October 28, 2023
My code is now here. I’ve changed some things since last time, but the model is mostly the same. The most significant changes are:
I now have an embedding for each token’s position in its chord, in addition to the pitch and duration. (A “chord” is a group of notes that start simultaneously, along with the subsequent “time passage” token.)
The first block can only attend to the last few tokens. So it’s strictly local attention.
I got rid of most of the musical relative position encodings. I don’t think they made a big difference after all.
The model now has three connected stacks of transformer blocks: a stack for predicting pitches, a stack for predicting time steps, and a shared stack that feeds into the other two. Before, the model was more like a pipeline. Now it has a “branch” in the middle.

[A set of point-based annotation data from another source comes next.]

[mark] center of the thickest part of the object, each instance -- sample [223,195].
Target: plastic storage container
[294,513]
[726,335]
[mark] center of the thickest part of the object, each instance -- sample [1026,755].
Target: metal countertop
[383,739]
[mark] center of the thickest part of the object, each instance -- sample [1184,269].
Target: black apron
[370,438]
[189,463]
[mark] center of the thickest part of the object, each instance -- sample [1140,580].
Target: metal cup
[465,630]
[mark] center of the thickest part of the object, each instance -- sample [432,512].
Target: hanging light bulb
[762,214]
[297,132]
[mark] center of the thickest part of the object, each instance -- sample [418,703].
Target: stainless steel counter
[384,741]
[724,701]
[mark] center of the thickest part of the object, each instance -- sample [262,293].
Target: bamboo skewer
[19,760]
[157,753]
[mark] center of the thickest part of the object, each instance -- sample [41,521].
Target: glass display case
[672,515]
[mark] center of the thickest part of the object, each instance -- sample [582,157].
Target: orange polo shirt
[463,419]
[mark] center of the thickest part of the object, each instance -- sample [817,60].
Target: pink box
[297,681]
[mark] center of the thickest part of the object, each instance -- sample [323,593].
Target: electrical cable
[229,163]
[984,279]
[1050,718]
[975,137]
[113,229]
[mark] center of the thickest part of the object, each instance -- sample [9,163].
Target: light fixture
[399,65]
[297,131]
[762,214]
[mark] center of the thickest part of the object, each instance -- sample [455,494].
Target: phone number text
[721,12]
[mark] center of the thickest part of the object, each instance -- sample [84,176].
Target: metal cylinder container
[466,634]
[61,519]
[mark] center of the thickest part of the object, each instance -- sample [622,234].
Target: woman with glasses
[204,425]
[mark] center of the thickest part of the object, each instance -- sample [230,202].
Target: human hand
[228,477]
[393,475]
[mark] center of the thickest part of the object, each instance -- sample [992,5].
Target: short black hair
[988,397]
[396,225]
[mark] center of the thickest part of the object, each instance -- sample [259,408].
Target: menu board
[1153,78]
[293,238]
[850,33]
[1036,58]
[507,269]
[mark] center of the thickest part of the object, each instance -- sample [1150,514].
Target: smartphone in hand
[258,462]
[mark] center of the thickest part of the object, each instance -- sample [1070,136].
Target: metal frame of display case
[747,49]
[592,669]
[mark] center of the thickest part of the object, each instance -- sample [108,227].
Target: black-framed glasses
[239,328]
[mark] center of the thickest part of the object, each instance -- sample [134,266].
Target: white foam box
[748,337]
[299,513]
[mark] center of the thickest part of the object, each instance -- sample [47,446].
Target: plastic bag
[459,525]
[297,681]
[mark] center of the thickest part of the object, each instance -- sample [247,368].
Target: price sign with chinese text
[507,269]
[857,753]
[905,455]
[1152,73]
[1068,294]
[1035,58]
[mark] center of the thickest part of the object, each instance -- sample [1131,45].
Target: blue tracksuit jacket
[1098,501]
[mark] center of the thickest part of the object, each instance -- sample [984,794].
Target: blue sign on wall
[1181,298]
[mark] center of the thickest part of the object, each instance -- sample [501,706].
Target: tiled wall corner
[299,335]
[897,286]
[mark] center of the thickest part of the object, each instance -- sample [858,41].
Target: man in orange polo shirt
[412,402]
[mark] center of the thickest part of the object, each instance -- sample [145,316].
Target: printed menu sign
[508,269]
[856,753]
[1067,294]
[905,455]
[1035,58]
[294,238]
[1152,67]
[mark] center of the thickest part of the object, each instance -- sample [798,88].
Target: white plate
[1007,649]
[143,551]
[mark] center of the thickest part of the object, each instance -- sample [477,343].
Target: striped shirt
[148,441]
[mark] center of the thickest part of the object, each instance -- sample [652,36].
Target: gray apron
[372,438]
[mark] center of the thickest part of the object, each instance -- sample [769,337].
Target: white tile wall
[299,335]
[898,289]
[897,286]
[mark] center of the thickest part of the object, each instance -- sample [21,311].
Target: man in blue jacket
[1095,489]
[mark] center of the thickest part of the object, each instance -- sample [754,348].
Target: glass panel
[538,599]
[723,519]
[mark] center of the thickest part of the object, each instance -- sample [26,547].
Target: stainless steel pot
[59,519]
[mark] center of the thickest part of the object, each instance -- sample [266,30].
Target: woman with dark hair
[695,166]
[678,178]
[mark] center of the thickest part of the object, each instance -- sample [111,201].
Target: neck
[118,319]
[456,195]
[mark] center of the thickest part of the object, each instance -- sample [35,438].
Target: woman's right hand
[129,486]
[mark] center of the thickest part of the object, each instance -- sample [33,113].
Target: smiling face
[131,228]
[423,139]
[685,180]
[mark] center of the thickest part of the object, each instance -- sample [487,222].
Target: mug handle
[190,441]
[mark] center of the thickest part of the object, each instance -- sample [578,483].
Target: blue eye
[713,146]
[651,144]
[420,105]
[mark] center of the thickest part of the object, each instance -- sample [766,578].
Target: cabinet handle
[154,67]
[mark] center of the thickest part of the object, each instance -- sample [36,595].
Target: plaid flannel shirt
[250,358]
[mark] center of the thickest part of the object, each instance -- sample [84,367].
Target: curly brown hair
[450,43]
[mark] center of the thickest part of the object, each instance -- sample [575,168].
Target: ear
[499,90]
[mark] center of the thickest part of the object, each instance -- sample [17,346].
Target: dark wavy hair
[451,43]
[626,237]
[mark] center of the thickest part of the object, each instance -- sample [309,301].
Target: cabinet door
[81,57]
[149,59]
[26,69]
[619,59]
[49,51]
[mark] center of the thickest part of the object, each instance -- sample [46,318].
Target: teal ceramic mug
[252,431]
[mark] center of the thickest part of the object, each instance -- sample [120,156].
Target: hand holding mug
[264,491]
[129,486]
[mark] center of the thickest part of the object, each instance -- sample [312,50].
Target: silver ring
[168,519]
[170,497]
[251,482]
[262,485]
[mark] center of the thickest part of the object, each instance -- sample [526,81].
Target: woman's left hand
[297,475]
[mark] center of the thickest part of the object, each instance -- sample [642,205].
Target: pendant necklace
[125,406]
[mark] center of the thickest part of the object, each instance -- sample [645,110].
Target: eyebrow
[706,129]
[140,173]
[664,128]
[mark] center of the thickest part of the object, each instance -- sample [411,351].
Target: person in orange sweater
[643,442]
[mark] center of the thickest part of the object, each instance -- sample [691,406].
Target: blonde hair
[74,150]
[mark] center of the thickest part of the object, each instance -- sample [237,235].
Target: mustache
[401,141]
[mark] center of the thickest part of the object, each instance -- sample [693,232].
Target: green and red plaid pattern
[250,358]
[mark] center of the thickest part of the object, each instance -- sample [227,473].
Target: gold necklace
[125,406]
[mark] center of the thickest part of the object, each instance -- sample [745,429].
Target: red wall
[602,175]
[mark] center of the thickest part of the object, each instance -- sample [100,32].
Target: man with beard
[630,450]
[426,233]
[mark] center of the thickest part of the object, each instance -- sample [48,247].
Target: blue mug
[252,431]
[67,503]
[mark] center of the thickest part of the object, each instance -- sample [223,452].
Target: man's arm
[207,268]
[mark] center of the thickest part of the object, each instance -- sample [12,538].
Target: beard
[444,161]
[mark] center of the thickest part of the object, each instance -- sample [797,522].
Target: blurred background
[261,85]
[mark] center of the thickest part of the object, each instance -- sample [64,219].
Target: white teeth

The stack that predicts the next time step now uses cross attention. I find this more elegant than my previous method, which was a concatenation followed by a linear map and then some standard self-attention blocks.
I use a shared rotary position encoding in all but the first transformer block. I rolled my own implementation that uses xPos.
I use drophead. I don’t know if this helps; I just found the idea appealing.
And, of course, I have more training data now, but not as much as I’d like. It’s awfully hard to find high-quality MIDIs. And I’ve found it important to check the output of my translation process to make sure it doesn’t mess anything up.
I’m not keen on scaling up the model at this point. So the obvious thing to try is RLHF. I haven’t started trying to build a reward model yet, so that’s the next step.